Improving Reservoir Water Supply and Inflow Volume Predictions with Encoder-Decoder Deep Learning Models

Abstract

Recently, deep learning (DL) models have shown tremendous potential for hydrological prediction, reservoir management, and operational planning. However, their effectiveness in predicting reservoir inflows over extended time horizons remains limited. Recent advancements in DL algorithms have improved the accuracy of inflow forecasts, yet most studies emphasize short‑term applications or real‑time operations. This study proposes a novel multi‑step forecasting framework to enhance long‑term predictions of reservoir inflow and water supply.

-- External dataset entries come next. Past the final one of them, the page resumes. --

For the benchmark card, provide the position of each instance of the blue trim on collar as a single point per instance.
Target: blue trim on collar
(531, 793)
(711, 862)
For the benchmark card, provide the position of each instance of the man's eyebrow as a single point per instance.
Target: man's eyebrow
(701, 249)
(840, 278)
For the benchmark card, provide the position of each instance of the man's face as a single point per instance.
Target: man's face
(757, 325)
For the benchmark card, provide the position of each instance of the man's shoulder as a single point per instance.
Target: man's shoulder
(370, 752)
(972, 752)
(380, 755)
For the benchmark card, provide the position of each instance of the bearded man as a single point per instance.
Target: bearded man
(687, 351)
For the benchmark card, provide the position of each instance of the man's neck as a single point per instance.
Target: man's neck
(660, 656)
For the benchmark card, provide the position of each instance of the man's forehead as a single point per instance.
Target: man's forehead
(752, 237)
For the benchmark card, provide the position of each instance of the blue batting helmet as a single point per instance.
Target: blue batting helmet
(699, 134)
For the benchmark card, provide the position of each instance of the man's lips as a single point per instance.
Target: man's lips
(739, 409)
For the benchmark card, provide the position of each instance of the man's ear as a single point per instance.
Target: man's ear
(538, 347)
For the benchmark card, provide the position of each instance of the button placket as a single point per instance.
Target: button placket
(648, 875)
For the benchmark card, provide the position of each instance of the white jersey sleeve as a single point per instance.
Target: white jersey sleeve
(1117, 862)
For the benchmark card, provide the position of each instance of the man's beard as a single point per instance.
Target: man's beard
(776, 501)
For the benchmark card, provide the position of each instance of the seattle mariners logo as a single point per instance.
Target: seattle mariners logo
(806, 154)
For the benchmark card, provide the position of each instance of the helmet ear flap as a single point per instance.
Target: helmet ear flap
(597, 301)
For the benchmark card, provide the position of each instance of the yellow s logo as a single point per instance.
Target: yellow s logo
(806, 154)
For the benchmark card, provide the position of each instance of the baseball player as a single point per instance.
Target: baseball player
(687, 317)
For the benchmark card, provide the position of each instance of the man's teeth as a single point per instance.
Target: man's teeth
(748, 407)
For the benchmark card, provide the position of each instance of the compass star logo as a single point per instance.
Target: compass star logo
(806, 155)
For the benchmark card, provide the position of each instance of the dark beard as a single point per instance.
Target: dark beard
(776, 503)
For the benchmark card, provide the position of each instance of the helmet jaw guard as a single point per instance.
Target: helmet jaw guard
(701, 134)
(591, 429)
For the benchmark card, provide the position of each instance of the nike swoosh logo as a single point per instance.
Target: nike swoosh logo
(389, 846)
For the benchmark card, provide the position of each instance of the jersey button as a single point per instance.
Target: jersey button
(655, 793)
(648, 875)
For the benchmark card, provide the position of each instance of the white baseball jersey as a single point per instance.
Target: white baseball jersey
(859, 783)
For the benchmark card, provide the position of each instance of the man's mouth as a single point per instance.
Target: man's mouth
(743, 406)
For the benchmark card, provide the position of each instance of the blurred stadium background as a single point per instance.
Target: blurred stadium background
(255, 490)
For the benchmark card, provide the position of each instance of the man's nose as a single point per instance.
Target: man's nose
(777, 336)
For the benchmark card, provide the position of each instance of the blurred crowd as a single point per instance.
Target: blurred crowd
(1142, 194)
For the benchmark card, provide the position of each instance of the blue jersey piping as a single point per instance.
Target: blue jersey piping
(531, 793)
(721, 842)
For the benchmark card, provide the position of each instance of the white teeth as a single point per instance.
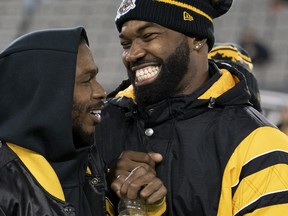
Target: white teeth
(147, 72)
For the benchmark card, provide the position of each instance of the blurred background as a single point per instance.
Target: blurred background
(260, 26)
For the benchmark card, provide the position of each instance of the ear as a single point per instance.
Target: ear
(198, 44)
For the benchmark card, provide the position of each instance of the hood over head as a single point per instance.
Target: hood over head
(37, 84)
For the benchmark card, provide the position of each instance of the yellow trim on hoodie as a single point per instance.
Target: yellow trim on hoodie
(40, 169)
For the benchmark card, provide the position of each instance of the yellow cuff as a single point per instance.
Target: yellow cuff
(157, 209)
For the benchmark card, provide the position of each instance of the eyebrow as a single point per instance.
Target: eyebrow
(141, 28)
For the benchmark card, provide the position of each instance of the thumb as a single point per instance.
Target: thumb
(156, 157)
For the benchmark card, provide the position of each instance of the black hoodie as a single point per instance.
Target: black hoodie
(37, 83)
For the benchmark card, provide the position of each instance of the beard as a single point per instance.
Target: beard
(167, 83)
(80, 137)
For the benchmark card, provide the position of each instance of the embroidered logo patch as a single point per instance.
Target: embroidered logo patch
(187, 16)
(125, 7)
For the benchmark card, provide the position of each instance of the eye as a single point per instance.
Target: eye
(149, 36)
(125, 44)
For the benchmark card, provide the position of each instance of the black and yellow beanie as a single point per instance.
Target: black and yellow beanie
(193, 18)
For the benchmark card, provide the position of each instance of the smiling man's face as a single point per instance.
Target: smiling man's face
(88, 95)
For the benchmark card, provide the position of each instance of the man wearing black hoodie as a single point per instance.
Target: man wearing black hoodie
(50, 103)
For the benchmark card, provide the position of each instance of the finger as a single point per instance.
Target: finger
(117, 184)
(157, 196)
(134, 182)
(154, 191)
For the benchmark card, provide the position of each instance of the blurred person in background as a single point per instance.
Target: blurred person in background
(220, 155)
(259, 52)
(283, 121)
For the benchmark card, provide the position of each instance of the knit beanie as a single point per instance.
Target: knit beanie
(194, 18)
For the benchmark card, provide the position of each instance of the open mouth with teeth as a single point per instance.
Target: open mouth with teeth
(146, 75)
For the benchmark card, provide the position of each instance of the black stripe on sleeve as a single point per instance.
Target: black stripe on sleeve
(261, 162)
(277, 198)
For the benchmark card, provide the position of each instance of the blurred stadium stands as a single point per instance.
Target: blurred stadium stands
(98, 17)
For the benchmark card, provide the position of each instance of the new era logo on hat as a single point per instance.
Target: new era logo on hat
(174, 14)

Using snow‑water equivalent (SWE) and historical inflow data, we trained a DL model built on a convolutional neural network (CNN)–long short‑term memory (LSTM) encoder–decoder architecture to forecast inflows during the critical March–August runoff period. Model architecture and hyper‑parameters were tuned via multi‑fold cross‑validation of the time series, examining various CNN‑ and LSTM‑based encoder–decoder adaptations. The methodology was applied to 40 years of SWE and inflow data from Jordanelle Reservoir, Utah. The optimal configuration—an LSTM encoder–decoder with 16 nodes per layer—achieved substantial improvements in long‑term forecast accuracy. We also assessed the trade‑off between model complexity and performance by benchmarking against a process‑driven ensemble streamflow prediction (ESP) model and classical statistical methods (SARIMA, VAR, TBATS). The DL approach outperformed the statistical models for long‑term water‑supply forecasts and achieved accuracy comparable to the ESP model’s 50 % exceedance‑probability forecast. Overall, these results highlight the promise of advanced DL methods for enhancing long‑term hydrological forecasting and water‑resource management.